America’s latest stealth fighter jet is too heavy and slow to pass performance tests. Instead of improving the aircraft, the Pentagon has decided to lower its expectations. Experts say the F-35 is more vulnerable than the jet it’s replacing.
Simply put, the F-35 Joint Strike Fighter (JSF) doesn’t go as fast, turn as sharply or handle as gracefully as it should. But instead of bringing in a team of aviation experts to fix the problem, the Pentagon has chosen to accept that the jet underperforms.
In an 18-page annual weapons testing report, the Pentagon outlined changes to its rulebook, which include amending performance specifications and increasing time for acceleration for the JSF. “These changes were due to the results of air vehicle performance and flying qualities evaluations,” the report read.
The JSF’s reduced performance means the aircraft might not be able to compete with the latest Russian and Chinese-made fighters. Even before the downgrades, some analysts questioned the F-35′s ability to defeat newer Sukhoi and Shenyang jets, Wired reported.
The news comes after US taxpayers worked to pay for the stealth fighter program’s $1-trillion price tag – the most expensive in US history. It’s the second time in a year that the US government has eased the performance requirements of the aircraft.
In January, the military granted the F-35 a longer takeoff run than originally required and adjusted the plane’s standard flight profile in order to compensate for some of the flying range lost to increasing weight and drag.
It’s not the first time the F-35 series has faced setbacks. Last month, the F-35B was banned from traveling within 25 miles of a thunderstorm amid fears that lighting could cause its fuel tank to explode.

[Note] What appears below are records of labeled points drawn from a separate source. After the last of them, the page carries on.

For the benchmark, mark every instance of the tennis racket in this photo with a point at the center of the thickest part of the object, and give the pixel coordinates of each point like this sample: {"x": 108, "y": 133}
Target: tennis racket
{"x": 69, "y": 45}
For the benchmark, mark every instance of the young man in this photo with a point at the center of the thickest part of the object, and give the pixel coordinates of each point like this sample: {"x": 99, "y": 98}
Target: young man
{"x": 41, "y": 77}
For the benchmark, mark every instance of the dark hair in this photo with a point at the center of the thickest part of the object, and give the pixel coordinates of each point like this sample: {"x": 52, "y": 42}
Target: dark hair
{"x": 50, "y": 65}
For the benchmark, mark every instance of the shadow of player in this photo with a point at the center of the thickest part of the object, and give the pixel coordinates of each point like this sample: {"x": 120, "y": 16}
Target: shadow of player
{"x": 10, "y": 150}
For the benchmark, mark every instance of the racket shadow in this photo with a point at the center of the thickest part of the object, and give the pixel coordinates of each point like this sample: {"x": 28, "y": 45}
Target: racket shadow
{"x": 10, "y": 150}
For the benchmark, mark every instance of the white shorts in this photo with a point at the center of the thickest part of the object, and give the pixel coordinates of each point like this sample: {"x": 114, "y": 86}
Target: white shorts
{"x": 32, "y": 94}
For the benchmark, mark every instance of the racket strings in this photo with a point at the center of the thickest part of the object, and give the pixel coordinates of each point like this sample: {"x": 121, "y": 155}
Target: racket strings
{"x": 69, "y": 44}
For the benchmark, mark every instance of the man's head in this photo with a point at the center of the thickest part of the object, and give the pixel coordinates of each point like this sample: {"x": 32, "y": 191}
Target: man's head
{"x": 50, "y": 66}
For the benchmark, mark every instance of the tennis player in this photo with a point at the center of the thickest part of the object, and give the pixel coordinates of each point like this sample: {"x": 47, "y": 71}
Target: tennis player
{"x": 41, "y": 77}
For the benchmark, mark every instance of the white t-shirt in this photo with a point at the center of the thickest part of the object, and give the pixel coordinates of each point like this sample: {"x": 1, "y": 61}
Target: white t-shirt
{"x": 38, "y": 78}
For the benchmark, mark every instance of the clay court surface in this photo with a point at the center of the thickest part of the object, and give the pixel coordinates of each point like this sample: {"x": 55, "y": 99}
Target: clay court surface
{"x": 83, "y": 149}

And last year, the Air Force suspended operation of its fleet of 20 Joint Strike Fighters after they experienced malfunctions – the third time the program was put on hold.
Previous tests revealed a number of problems, including excessive vibration, a malfunctioning high tech helmet display and a flawed tail hook that failed to catch arresting gear wires on aircraft carriers.
As the US government continues to stress its need for a strong military, the F-35 appears to be anything but intimidating, and is believed to be vulnerable than the jet it is replacing.
But the continuous problems faced by the aircraft haven’t stopped the plane’s maker, Lockheed Martin, from praising the fighter jet. The company said the plane is still the second-most maneuverable warplane in existence.
Company test pilot Billy Flynn told Flight Global that the JSF accelerates better and flies at higher angles than every other fighter jet, except Lockheed’s F-22. “The F-35 is comparable or better in every one of those metrics, sometimes by a significant margin,” Flynn said.
But others in the aviation business were quick to challenge Flynn’s comments. A Navy aviator told Wired that Lockheed’s boasts were “fantastical.”
There’s even more bad news for the program: A series of problems with the plane’s software and safety measures indicate that future downgrades to the jet may be on the horizon. The safety problems could force Lockheed Martin to add fire-suppression gear that will only further increase the plane’s weight and decrease its maneuverability, Wired reported.
Several years ago, to save around 50 pounds of weight, aircraft designers removed some fuel safety valves. As a result, the JSF is now 25 per cent more likely to burn if hit in combat, making it “overall more vulnerable [to fire] than most” older warplanes, Director, Operational Test, and Evaluation (DOT&E) spokesperson Jennifer Elzea told Bloomberg.
The Pentagon should tell Lockheed to “immediately reinstall” the valves, Rep. James Moran, a Democrat on the House Defense Appropriations subcommittee, wrote in a letter to the Defense Department earlier this month.
If that happens, more weight will subsequently be added to the fighter jet, likely prompting another revision of the F-35’s performance specs.
The JSF program was launched in 2001, and was designed to be a “one-size-fits-all” approach, with plans to deliver 2,443 planes in different versions for the US Air Force, Navy and Marines.
The program called for launching construction at an early stage, at the same time the aircraft was being put through flight tests. The Pentagon assumed at that time that technical hurdles had been worked out in computer modeling. Instead, technical glitches forced delays in production schedules, resulting in redesigns and cost overruns.
The Pentagon said the JSF will be combat-ready in 2018.